Personal pocket diary entries for early May continue:
1.5.17 ‘... Drove 1 H.A. down to land ...’
2.5.17 ‘Led a formation. Brought down a two seater Albatros and drove another down to land. Davis and I went up to have a look at the Hun machine I sent down in the morning. There were 19 holes in my prop.’
4.5.17 ‘ Brought back from St Omer a new machine. It was so nose heavy that Davis [obs.] had to climb along the fuselage to enable me to land it. On C.O.P. during afternoon & drove 1 H.A. east & another down by Letts & self. My rudder was shot away by Archie. I managed to get back to aerodrome. Went to dine with the Oxford Hussars in the evening ... had to walk back about 4 miles.’

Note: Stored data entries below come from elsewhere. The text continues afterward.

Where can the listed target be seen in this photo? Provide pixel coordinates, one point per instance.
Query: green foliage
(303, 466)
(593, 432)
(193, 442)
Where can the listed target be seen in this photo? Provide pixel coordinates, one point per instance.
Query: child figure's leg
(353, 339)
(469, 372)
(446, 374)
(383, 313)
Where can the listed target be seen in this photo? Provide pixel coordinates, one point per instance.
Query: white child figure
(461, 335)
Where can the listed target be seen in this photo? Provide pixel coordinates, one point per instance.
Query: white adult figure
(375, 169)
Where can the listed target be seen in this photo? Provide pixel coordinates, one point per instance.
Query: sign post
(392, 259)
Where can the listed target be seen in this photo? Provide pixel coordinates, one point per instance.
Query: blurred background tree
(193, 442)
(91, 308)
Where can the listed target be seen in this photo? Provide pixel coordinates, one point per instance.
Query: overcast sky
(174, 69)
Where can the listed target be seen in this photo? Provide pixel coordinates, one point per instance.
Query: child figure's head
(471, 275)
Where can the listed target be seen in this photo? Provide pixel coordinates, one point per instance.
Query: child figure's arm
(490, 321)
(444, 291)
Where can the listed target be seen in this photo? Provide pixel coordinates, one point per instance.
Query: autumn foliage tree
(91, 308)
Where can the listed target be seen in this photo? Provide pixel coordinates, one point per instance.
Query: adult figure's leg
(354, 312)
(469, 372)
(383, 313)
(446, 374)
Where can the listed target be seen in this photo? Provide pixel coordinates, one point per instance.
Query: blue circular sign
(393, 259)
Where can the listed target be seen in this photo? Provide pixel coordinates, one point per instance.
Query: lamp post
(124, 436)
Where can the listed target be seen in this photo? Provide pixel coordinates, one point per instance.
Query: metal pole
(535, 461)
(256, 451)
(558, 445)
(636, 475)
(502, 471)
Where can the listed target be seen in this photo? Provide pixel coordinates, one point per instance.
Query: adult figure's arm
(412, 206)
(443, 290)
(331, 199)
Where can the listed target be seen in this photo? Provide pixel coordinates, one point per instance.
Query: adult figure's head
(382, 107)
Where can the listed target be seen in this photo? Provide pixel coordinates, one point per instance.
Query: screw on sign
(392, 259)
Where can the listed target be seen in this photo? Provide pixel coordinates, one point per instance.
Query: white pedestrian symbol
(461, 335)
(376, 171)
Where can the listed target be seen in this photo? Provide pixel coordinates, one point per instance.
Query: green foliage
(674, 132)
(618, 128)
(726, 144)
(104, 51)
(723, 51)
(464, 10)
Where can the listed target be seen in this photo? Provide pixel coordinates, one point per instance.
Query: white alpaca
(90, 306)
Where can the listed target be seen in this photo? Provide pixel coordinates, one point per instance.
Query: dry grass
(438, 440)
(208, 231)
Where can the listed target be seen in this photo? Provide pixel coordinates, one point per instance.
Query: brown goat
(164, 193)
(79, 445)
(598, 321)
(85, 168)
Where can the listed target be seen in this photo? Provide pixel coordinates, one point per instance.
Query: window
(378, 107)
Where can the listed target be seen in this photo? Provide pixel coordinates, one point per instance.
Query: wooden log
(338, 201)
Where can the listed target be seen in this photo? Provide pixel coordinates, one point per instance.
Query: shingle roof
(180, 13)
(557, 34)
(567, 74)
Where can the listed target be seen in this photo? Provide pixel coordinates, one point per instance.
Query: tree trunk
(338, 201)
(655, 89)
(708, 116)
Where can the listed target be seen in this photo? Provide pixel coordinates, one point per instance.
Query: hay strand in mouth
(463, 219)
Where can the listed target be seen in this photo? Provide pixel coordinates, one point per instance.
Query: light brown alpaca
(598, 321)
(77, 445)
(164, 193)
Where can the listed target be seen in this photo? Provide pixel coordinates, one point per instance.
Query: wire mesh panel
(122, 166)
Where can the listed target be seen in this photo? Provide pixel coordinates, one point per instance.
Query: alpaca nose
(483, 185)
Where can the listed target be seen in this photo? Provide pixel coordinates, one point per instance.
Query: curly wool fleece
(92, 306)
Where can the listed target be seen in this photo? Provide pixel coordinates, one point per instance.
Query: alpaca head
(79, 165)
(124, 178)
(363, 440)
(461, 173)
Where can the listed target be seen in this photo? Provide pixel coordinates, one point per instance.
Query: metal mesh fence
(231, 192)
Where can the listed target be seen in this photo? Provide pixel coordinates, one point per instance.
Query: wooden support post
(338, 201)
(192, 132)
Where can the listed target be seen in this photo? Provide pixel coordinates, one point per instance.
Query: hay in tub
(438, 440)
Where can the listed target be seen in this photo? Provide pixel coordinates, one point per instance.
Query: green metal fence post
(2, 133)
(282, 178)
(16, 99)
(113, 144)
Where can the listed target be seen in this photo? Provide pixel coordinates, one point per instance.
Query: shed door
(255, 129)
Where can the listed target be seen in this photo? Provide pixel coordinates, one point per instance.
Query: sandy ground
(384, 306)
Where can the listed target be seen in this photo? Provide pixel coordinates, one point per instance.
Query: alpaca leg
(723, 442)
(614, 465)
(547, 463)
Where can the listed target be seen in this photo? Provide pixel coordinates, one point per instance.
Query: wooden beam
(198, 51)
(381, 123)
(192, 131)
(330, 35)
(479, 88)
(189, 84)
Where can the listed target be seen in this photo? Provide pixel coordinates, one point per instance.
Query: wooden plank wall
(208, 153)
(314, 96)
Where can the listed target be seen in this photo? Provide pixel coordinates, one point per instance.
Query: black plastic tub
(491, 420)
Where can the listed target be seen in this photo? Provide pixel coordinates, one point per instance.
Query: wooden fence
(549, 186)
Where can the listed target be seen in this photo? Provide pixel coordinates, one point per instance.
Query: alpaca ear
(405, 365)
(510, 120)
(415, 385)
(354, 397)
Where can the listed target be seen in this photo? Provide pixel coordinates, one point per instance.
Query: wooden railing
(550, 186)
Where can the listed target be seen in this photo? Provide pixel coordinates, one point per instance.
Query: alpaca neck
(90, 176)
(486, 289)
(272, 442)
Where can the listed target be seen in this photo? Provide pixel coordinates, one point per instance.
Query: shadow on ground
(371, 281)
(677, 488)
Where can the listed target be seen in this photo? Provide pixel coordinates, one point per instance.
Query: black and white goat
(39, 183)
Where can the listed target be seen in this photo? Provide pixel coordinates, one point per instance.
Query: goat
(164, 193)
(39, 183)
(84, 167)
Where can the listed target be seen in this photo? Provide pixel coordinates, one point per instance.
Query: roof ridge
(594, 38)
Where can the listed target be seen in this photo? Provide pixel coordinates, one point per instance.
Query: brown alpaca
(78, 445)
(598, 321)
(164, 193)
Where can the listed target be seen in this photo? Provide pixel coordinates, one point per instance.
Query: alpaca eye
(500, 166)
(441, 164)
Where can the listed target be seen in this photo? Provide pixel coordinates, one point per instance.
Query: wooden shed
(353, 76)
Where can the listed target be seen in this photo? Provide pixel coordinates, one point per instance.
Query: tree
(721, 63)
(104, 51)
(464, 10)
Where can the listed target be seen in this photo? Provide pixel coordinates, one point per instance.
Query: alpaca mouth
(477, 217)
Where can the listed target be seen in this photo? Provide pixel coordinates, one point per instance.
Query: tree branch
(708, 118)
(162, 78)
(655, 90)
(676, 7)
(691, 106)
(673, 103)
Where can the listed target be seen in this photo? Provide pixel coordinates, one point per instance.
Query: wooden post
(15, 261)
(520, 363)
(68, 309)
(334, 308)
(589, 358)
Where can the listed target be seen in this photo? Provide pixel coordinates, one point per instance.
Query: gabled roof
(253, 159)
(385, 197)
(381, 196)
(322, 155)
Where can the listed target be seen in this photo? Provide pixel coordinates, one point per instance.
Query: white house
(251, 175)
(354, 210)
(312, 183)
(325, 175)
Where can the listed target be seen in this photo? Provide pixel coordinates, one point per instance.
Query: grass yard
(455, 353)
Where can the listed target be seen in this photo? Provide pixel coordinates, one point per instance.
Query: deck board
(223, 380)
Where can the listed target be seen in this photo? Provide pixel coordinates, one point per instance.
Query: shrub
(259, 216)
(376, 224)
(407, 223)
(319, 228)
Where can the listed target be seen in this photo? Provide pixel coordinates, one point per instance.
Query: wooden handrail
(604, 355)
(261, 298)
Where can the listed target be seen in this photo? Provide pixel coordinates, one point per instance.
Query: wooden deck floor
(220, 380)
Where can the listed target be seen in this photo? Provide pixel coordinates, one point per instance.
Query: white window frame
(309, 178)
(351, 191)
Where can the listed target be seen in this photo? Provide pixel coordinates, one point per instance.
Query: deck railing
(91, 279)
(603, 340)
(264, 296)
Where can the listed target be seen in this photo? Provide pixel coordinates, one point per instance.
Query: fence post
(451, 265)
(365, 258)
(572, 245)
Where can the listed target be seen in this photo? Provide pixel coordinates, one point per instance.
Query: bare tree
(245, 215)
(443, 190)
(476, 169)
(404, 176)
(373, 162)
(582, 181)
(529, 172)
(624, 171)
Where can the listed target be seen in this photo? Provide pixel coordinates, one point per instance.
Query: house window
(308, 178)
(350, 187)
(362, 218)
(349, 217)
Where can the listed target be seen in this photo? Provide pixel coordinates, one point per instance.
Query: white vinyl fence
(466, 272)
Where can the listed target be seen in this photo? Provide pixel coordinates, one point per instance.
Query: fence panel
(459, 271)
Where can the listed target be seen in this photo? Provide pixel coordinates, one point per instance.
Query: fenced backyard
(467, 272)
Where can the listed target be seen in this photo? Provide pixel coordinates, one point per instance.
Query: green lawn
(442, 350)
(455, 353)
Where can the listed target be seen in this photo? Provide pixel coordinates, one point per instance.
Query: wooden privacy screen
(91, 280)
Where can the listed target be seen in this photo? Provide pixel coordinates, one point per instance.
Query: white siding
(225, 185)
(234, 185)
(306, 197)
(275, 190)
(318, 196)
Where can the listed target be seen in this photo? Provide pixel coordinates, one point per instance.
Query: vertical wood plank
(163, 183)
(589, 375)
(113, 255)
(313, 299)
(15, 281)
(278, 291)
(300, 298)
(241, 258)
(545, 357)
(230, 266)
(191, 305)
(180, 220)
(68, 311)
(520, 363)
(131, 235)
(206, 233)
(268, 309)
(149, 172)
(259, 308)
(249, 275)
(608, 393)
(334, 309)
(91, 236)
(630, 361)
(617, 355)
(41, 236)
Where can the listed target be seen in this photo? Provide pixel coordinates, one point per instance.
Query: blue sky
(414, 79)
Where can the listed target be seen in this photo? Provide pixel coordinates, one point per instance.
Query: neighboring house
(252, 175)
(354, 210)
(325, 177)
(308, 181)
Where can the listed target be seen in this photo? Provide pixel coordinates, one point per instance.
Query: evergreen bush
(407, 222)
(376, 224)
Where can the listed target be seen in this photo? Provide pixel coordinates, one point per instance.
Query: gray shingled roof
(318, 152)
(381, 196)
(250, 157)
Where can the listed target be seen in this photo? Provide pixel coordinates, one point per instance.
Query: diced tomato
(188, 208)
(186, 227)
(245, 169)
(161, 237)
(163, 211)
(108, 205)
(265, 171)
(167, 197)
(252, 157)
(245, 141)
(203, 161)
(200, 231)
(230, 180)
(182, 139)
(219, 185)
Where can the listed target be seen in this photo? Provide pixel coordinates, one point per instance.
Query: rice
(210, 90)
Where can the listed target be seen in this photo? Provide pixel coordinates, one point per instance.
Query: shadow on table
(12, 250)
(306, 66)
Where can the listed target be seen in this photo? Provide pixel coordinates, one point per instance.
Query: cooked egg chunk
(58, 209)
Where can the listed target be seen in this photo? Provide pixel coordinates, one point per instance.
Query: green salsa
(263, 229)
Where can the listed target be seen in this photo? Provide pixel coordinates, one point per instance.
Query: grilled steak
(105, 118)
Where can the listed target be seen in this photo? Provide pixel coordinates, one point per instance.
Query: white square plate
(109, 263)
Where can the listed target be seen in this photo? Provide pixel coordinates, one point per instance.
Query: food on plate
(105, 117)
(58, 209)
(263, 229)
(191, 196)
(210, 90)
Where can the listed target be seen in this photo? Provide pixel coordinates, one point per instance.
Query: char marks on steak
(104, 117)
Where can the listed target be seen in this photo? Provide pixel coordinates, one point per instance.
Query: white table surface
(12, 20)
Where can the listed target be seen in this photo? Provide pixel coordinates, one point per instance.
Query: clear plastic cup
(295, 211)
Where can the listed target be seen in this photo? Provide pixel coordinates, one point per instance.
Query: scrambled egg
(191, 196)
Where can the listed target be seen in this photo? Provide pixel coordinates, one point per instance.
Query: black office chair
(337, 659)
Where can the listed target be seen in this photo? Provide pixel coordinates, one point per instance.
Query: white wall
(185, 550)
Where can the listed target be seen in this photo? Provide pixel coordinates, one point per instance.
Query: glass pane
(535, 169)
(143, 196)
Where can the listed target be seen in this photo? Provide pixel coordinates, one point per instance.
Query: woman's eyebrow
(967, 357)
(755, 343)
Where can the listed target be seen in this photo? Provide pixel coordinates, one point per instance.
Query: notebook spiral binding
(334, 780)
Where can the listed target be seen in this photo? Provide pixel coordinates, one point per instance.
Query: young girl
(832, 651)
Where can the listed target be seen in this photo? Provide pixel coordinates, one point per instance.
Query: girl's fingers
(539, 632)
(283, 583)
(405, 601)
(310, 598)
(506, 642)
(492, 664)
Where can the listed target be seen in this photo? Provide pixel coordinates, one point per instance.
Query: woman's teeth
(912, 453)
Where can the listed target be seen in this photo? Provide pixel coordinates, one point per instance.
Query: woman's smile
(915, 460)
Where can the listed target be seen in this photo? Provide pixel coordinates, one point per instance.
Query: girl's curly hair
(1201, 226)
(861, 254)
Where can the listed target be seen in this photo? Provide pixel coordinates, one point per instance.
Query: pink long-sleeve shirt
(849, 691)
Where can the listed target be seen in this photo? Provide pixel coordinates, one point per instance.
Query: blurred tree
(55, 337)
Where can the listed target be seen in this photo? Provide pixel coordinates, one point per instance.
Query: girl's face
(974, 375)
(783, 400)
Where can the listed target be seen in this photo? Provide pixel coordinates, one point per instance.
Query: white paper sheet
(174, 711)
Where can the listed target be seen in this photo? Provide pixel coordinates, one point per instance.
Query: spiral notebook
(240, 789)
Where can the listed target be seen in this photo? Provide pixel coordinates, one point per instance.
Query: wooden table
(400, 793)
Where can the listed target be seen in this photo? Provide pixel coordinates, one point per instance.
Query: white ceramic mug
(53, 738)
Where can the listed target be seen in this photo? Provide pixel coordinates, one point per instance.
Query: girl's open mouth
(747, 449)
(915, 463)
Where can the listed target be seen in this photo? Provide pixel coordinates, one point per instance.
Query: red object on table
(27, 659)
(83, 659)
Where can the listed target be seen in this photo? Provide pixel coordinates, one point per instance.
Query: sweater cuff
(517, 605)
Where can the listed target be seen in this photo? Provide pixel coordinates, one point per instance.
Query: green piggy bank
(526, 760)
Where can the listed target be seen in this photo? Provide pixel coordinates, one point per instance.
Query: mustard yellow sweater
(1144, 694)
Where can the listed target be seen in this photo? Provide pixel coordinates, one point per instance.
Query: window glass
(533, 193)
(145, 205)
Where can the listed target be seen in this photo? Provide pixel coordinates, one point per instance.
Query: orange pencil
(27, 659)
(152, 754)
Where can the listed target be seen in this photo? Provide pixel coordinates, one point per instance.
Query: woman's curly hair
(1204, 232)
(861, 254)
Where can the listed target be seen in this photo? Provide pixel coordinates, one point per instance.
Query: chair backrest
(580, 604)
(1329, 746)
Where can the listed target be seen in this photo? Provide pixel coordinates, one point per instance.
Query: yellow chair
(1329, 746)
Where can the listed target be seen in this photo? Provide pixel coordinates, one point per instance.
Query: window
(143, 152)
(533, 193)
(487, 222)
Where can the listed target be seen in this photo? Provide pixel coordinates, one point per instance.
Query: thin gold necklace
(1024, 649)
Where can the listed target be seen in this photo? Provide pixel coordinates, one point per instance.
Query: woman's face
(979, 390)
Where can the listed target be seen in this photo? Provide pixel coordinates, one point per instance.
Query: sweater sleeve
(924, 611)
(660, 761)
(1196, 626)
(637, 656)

6.5.17 ‘Visited trenches during evening. Spent night in a upturned German officers’ dugout..’
7.5.17 ‘Saw a BE2 brought down also 1 Hun’
8.5.17 ‘ Motored back to Belle View in afternoon.’
10.5.17 ‘Cowling came off as I was taking off for the evening patrol. Nearly erased.’
11.5.17 ‘Patrol [6.10 p.m.]. Cull went down in flames, Winch[?]ler shot down in Hun land. Binney had his observer shot. I tackled 4 H.A. on 2FE2b’s. A bloody awful day.’

Further remarkable flying logbook entries for the same month include: ‘Shot 1 Albatros 2 seater off Middleton’s tail & 2 Albatros Scouts off Midddleton’s tail’ on the 19th, and on the 23rd, ‘7 H.A. engaged 1 downed by self’. On 13 June, he adds ‘9 H.A. seen 3 engaged 1 driven down’, and finally on the 24th, ‘9 E.A., 3 engaged, 1 sent down out of control’. At the end of June 1917 Farnes was sufffering from a broken tooth and soon afterwards a throat infection. He resumed flying duties on 2 July, but four days later in Bristol F2B A7109, WF, was killed in action with his observer Coporal J.T. Park over Sailly by the German ace Vizefeldwebel Fritz John Jacobsen of Jasta 31, his first out of eight victories.